Aku jadi teringat kembali ketika aku baru saja menjadi iblis selama satu bulan. Aku harus membersihkan empat belas legion yang dikirimkan oleh iblis Bael untuk mencoba kemampuanku. Untungnya, aku dapat menghancurkan sebelas Legion miliknya, dan tiga lainnya menjadi pengikutku. Dari situ, aku memerintahkan mereka untuk menyebar ke seluruh dunia manusia dan mencari para 'malaikat'.
Dan sekarang jadilah aku. Seorang pangeran neraka ke tujuh.

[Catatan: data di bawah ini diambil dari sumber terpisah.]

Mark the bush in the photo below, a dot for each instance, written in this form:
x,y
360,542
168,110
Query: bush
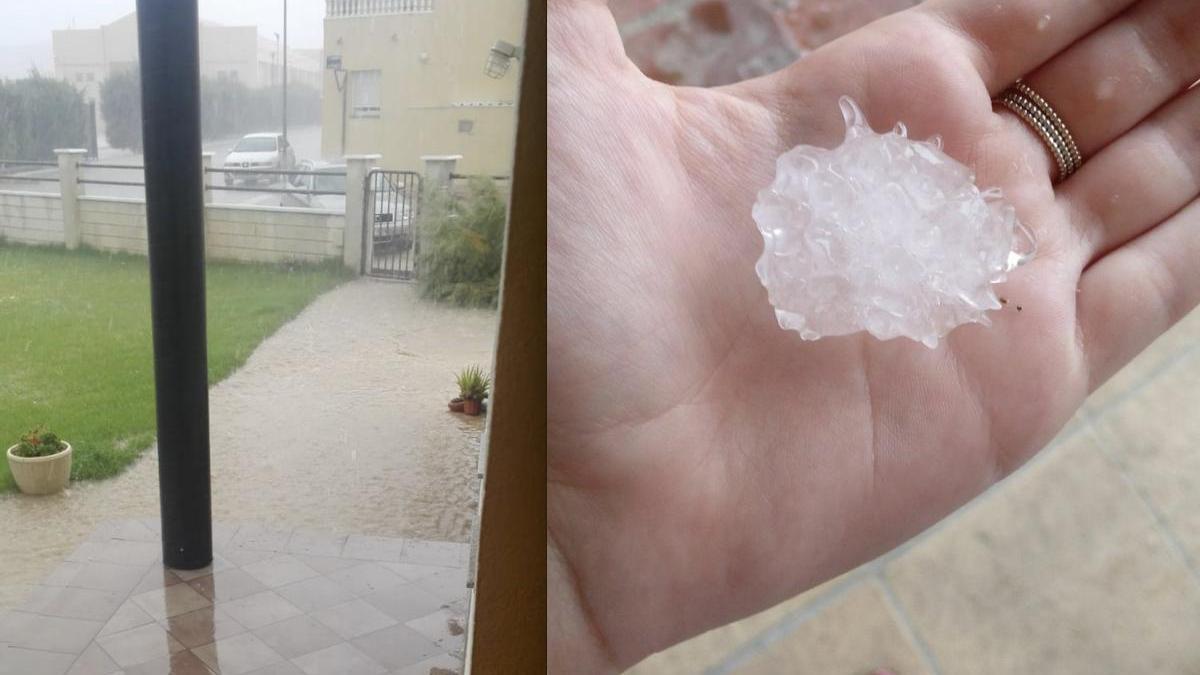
x,y
120,103
473,383
39,114
462,246
39,443
227,108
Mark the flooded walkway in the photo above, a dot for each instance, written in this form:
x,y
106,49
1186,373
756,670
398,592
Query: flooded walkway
x,y
337,423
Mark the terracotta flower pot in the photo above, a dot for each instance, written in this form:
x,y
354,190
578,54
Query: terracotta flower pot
x,y
41,476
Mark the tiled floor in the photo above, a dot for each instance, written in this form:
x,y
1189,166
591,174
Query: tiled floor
x,y
1084,561
271,603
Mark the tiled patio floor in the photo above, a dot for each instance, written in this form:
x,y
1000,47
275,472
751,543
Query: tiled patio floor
x,y
273,603
1084,561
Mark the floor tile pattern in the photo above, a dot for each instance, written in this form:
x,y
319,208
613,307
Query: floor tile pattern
x,y
271,603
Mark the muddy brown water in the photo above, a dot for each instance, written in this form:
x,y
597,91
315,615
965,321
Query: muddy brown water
x,y
337,423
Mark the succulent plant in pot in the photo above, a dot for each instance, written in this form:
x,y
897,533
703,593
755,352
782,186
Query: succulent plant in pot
x,y
473,387
40,463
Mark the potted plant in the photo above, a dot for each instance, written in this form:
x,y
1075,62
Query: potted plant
x,y
40,463
473,388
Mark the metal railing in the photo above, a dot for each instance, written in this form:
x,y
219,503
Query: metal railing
x,y
369,7
6,175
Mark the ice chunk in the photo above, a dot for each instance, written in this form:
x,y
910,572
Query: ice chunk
x,y
882,233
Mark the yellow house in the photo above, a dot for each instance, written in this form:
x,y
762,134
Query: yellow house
x,y
412,78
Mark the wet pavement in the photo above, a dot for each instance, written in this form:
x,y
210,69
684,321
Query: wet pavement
x,y
274,602
337,424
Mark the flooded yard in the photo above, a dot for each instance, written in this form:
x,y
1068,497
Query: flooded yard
x,y
337,423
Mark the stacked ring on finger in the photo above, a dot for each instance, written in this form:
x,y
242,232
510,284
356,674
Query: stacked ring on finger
x,y
1041,117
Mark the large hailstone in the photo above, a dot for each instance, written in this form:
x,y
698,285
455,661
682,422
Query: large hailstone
x,y
882,233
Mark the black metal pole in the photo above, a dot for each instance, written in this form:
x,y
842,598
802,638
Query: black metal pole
x,y
168,49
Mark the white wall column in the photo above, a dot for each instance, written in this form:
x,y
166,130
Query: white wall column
x,y
438,169
70,190
357,167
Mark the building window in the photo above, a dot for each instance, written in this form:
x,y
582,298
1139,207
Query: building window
x,y
365,94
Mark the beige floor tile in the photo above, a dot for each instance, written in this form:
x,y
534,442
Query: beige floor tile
x,y
49,633
126,616
257,537
1155,436
139,645
443,627
327,565
169,601
217,565
156,577
281,668
280,571
709,649
1061,571
105,577
238,655
316,543
397,646
1170,345
315,593
261,609
363,579
180,663
365,547
73,603
298,635
227,585
202,626
856,633
353,619
18,661
406,602
340,659
444,554
94,661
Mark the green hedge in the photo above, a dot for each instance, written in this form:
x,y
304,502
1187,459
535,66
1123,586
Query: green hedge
x,y
39,114
462,246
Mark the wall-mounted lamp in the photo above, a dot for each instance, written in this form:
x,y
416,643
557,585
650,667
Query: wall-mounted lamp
x,y
499,58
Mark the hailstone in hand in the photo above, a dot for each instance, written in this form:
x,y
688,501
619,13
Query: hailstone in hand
x,y
882,233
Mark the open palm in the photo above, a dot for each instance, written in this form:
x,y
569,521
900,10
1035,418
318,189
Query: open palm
x,y
706,464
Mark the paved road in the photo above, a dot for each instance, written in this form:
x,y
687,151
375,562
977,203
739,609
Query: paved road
x,y
337,423
306,141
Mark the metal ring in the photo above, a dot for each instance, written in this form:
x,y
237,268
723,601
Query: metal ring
x,y
1038,115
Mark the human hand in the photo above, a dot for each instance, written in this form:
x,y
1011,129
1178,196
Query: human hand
x,y
706,464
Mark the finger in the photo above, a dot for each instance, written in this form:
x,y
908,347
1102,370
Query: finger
x,y
1104,84
1135,293
1008,39
1139,180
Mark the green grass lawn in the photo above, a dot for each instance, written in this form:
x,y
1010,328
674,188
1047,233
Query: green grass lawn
x,y
76,350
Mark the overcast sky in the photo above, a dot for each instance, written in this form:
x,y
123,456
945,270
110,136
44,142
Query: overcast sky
x,y
30,22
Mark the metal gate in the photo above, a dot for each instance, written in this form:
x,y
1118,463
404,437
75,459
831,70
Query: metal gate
x,y
391,203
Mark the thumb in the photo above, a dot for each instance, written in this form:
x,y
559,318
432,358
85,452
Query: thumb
x,y
582,37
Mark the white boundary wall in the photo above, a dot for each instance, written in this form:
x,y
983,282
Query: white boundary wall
x,y
30,217
232,232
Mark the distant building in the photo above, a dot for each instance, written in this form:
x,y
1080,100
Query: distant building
x,y
85,57
407,78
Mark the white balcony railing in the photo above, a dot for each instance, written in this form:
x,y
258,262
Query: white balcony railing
x,y
372,7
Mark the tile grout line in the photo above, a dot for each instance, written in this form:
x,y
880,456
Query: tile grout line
x,y
907,626
786,625
1161,524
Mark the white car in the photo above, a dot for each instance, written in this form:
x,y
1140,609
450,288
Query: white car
x,y
269,151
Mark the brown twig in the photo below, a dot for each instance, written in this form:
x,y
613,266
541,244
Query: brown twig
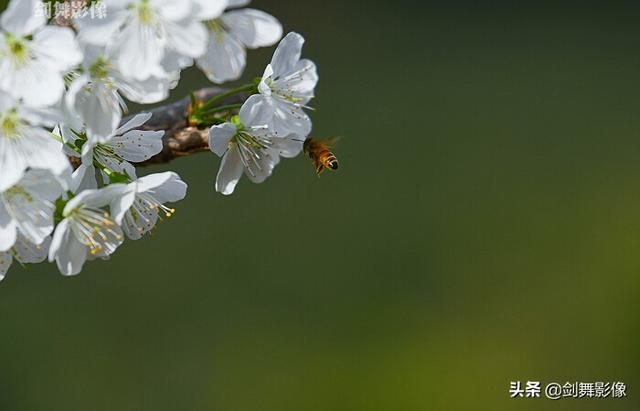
x,y
180,138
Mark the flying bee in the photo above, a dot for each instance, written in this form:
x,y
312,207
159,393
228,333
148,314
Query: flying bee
x,y
320,154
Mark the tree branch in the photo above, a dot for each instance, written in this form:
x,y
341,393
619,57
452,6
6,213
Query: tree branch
x,y
181,139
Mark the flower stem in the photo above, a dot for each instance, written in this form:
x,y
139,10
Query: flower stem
x,y
228,107
220,97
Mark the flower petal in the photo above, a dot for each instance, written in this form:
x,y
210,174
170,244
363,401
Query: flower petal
x,y
210,9
135,122
254,28
219,137
56,47
101,31
224,60
230,172
287,54
188,37
8,229
28,253
137,145
165,187
69,253
23,17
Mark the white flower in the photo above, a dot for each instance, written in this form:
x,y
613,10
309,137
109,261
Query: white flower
x,y
24,252
87,230
27,208
94,97
118,151
151,192
287,86
24,145
249,145
34,57
230,35
140,33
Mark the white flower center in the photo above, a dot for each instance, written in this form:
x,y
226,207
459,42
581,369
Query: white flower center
x,y
102,152
144,211
95,229
251,149
146,14
18,49
10,124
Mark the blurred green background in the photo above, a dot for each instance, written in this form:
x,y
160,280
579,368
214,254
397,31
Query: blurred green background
x,y
484,228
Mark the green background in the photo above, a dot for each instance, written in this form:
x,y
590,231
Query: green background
x,y
484,228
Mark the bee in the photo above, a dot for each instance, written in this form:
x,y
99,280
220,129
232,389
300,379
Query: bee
x,y
320,154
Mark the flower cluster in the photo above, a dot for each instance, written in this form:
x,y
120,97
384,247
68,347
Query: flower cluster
x,y
69,190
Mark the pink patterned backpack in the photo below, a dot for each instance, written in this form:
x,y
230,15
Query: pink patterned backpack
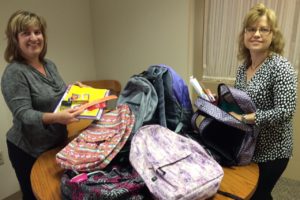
x,y
99,143
173,166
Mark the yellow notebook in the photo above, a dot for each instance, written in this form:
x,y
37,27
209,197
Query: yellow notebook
x,y
76,96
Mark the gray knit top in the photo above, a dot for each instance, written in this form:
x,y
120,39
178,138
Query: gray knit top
x,y
28,94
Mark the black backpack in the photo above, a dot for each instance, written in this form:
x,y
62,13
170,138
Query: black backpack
x,y
230,141
159,95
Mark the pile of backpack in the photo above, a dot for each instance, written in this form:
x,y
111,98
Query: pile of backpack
x,y
148,147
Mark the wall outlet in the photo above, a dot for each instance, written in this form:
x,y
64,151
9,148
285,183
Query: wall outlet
x,y
1,158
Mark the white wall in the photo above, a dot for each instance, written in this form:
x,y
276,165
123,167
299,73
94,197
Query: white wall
x,y
70,46
101,39
133,34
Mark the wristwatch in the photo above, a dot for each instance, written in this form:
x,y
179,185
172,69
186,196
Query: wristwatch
x,y
243,119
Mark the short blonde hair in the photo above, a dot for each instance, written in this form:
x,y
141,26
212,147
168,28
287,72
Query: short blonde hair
x,y
20,21
256,12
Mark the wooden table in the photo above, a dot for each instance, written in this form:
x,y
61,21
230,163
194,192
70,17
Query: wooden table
x,y
46,175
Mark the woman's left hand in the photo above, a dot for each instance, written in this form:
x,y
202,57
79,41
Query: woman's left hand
x,y
78,83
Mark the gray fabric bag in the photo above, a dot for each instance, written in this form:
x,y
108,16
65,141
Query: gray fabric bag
x,y
230,141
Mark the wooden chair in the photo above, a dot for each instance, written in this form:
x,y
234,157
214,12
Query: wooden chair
x,y
115,88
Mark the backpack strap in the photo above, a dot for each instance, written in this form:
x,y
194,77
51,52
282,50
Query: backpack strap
x,y
230,195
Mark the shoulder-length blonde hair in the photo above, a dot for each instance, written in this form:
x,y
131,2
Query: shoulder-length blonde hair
x,y
20,21
256,12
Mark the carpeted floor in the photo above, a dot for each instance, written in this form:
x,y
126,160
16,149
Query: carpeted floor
x,y
286,189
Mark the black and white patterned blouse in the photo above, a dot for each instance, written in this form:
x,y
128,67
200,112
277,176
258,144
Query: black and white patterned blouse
x,y
273,90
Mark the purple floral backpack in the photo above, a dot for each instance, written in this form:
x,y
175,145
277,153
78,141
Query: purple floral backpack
x,y
174,166
230,141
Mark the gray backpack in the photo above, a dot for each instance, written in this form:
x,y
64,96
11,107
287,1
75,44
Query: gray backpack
x,y
140,95
159,95
173,166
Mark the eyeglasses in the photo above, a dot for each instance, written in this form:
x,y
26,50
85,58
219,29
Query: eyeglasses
x,y
262,31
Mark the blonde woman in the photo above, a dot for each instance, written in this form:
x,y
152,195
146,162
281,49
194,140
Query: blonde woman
x,y
270,81
31,87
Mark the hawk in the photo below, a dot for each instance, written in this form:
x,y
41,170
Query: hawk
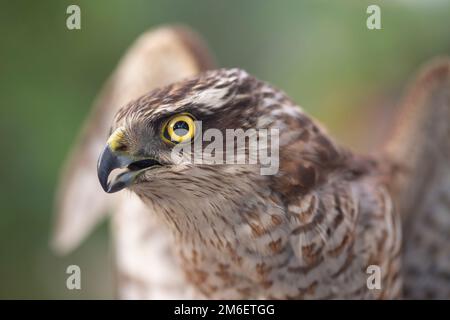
x,y
312,230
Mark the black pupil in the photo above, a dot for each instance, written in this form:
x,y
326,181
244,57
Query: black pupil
x,y
181,128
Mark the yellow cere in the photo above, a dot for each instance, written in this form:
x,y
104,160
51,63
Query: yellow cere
x,y
188,120
115,141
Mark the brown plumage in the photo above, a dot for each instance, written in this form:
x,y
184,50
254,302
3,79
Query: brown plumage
x,y
309,231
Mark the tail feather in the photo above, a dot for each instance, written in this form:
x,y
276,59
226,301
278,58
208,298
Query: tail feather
x,y
419,179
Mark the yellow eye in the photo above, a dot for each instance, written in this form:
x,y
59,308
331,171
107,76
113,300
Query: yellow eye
x,y
180,128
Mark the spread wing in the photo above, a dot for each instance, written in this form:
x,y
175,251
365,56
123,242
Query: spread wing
x,y
158,57
419,150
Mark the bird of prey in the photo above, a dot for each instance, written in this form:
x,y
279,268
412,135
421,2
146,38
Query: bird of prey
x,y
312,230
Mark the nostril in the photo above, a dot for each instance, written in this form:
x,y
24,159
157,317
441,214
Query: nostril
x,y
121,147
142,164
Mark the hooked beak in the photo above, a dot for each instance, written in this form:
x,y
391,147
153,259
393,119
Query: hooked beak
x,y
110,160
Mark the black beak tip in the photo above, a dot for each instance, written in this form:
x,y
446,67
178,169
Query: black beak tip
x,y
107,162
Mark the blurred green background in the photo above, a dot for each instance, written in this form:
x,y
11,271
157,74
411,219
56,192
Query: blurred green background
x,y
319,52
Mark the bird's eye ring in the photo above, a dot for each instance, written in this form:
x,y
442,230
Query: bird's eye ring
x,y
179,129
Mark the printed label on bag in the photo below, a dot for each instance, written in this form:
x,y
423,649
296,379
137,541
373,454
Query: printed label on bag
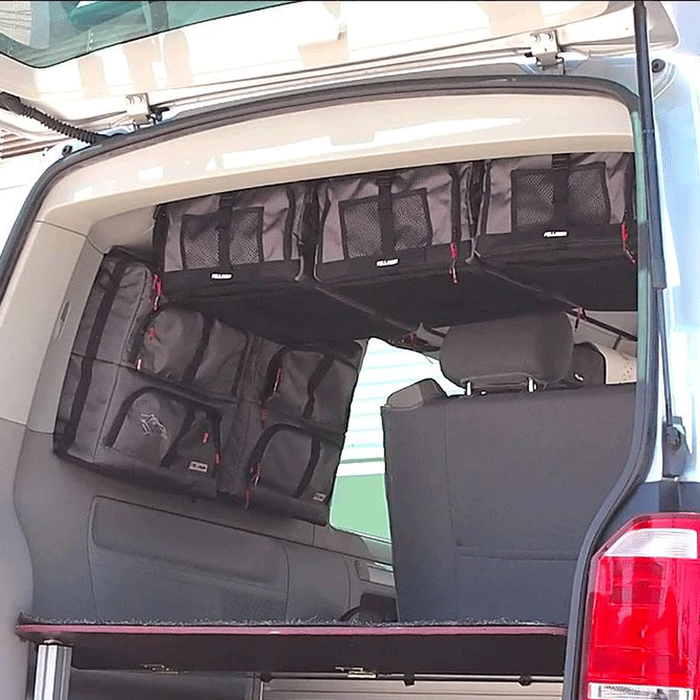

Hoho ..., di bawah sana aku melihat kedua jenderal ku sedang bertarung. Kalau tidak salah, mereka adalah jenderal dari legion ke sebelas—Paimon— dan tiga puluh—Beleth— dari empat puluh lima legion yang kumiliki.
Dengan asyiknya mereka bertarung di atas udara. Cahaya merah dan biru saling bertabrakan, menciptakan getaran-getaran yang luar biasa di udara.
Kemudian aku melihat Paimon jatuh ke tanah, lalu ia mempersiapkan lingkaran sihirnya.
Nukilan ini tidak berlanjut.